The enrichments can be links to external resource descriptions, images, video and webpages but also extracted features like image type, genre, topic etc. Although the focus is on enriching newspaper articles, the infrastructure allows enrichment of almost everything that has an identifier, as well internal as external. The results are demonstrated by means of an experimental portal at http://www.kbresearch.nl/xportal
. This portal offers a lot of functionality with respect to the enrichments, like: semantic search in the historical newspapers, manually adding or correcting enrichments, geographical search etc.
The enrichments are mainly links to context information for a name in the article, or a video or image and are shown on top of the article display.
There is also a browser extension
available for Delpher with limited functionality.
There are two basic types of resources that can be enriched:
Information resources (IR)
These are digital content objects like newspaper articles, book pages etc. They can be requested and presented by means of a URL. Enrichments have the same the same identifier as the objects they enrich and can also be requested via an URL containing the identifier, for example:
Non-information resources (NIR)
These are the links to the resources, like things, concepts, persons etc. A NIR record can contain links to more than one description at different locations. The description can be requested via an URL using one of the identifiers like http://www.kbresearch.nl/get_nir?identifier=DBP:Albert_Einstein or http://www.kbresearch.nl/get_nir?identifier=WD:Q937.
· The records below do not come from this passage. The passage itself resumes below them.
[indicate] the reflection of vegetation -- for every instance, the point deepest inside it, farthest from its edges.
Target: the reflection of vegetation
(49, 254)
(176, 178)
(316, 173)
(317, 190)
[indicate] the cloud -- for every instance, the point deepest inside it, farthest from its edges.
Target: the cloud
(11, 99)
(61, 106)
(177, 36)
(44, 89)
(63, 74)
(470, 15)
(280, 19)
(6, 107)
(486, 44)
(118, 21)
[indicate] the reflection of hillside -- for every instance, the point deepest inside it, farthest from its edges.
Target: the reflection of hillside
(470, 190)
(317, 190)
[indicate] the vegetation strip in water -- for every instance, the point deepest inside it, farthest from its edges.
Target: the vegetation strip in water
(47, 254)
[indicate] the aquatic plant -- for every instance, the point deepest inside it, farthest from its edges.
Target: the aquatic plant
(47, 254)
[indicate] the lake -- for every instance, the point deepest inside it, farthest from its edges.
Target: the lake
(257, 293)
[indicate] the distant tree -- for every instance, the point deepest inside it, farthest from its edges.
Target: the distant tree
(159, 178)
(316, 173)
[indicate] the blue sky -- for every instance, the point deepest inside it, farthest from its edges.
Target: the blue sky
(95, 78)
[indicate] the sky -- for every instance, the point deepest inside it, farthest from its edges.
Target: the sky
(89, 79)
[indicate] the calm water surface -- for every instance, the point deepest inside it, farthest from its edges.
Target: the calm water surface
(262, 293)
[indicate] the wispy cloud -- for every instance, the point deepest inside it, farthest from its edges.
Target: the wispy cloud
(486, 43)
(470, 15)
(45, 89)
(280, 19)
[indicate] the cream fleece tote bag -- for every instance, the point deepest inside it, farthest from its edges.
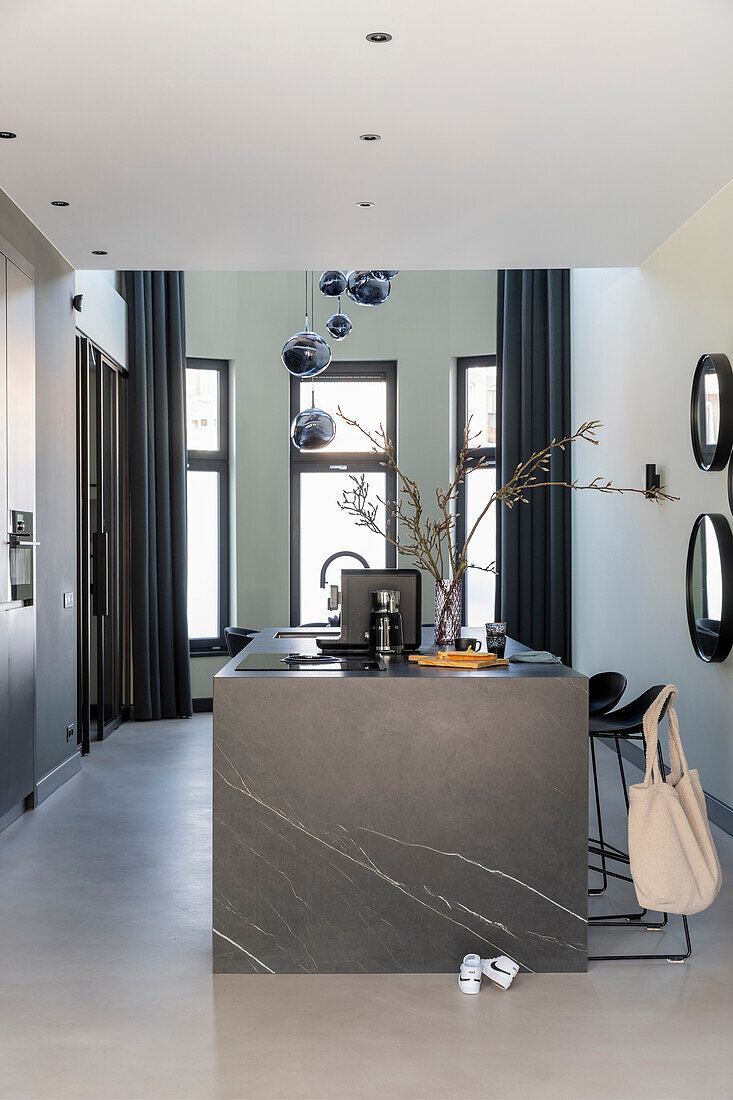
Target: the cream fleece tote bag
(673, 857)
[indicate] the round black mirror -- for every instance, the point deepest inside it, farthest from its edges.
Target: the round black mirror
(710, 587)
(711, 411)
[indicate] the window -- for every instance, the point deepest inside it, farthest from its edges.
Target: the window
(207, 435)
(477, 402)
(367, 393)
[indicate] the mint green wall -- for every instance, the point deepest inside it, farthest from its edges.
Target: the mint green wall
(430, 319)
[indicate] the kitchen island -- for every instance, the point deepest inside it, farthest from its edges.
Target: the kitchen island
(393, 821)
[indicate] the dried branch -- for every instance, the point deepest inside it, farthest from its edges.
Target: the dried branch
(429, 541)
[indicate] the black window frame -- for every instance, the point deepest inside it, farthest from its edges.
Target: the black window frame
(351, 462)
(217, 461)
(476, 453)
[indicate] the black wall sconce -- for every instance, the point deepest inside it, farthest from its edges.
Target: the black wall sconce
(653, 479)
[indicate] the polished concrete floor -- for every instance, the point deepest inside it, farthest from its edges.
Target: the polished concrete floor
(106, 990)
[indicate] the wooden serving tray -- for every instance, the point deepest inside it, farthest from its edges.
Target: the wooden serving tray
(473, 661)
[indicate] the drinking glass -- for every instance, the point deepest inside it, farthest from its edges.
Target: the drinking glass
(496, 638)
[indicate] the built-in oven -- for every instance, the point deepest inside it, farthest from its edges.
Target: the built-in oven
(21, 557)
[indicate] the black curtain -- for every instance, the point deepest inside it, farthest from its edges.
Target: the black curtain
(157, 494)
(533, 540)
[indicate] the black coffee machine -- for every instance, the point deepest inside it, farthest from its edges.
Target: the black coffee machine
(357, 589)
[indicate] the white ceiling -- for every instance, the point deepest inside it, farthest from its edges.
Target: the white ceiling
(222, 133)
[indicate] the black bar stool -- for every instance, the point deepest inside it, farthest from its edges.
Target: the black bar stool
(625, 723)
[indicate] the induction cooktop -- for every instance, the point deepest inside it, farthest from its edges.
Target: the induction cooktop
(310, 662)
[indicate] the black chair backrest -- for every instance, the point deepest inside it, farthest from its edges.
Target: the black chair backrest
(604, 690)
(633, 713)
(238, 637)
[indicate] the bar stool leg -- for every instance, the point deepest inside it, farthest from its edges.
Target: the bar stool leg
(598, 892)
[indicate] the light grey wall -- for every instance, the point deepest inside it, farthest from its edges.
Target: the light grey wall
(430, 319)
(104, 316)
(636, 337)
(55, 415)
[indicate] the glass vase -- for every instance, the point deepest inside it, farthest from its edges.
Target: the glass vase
(447, 612)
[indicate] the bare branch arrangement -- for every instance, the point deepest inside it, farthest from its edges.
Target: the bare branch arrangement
(430, 540)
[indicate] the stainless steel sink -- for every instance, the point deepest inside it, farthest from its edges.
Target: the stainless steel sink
(304, 634)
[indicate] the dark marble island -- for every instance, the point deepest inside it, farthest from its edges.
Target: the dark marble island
(393, 821)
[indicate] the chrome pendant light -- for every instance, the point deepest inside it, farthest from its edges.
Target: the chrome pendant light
(306, 354)
(339, 325)
(332, 284)
(363, 288)
(313, 428)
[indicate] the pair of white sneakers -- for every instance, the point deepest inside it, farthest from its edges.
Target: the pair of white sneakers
(502, 970)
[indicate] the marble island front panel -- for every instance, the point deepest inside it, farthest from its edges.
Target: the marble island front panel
(393, 824)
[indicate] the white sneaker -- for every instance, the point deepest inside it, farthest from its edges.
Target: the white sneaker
(469, 976)
(502, 970)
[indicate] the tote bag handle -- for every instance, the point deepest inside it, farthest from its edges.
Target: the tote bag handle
(651, 724)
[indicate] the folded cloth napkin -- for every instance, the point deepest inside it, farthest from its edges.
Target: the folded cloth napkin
(535, 657)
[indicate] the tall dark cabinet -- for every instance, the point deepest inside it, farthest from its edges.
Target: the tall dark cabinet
(20, 535)
(104, 543)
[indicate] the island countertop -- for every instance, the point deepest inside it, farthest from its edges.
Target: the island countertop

There are many different types of enrichments possible for the information resources. In some cases these enrichments refer to only fragment of the content. Some examples:
Related web pages, videos etc. (example)
Links to resource descriptions for named entities in text objects
Geographical coordinates of a location or an event in the text
Place and street name where an event took place
Extracted features from a text like sentiment
Different types of enrichments require different data fields. One of the fields is "reference", which is a reference to the algorithm being used for obtaining or generating the enrichment. Most references start with "ls-" for example "ls-2017-03-7" meaning the enrichment is an automatically generated linked named entity with the algorithm that was used from that specific date. When the reference is "user" this means that the enrichment is added by a user.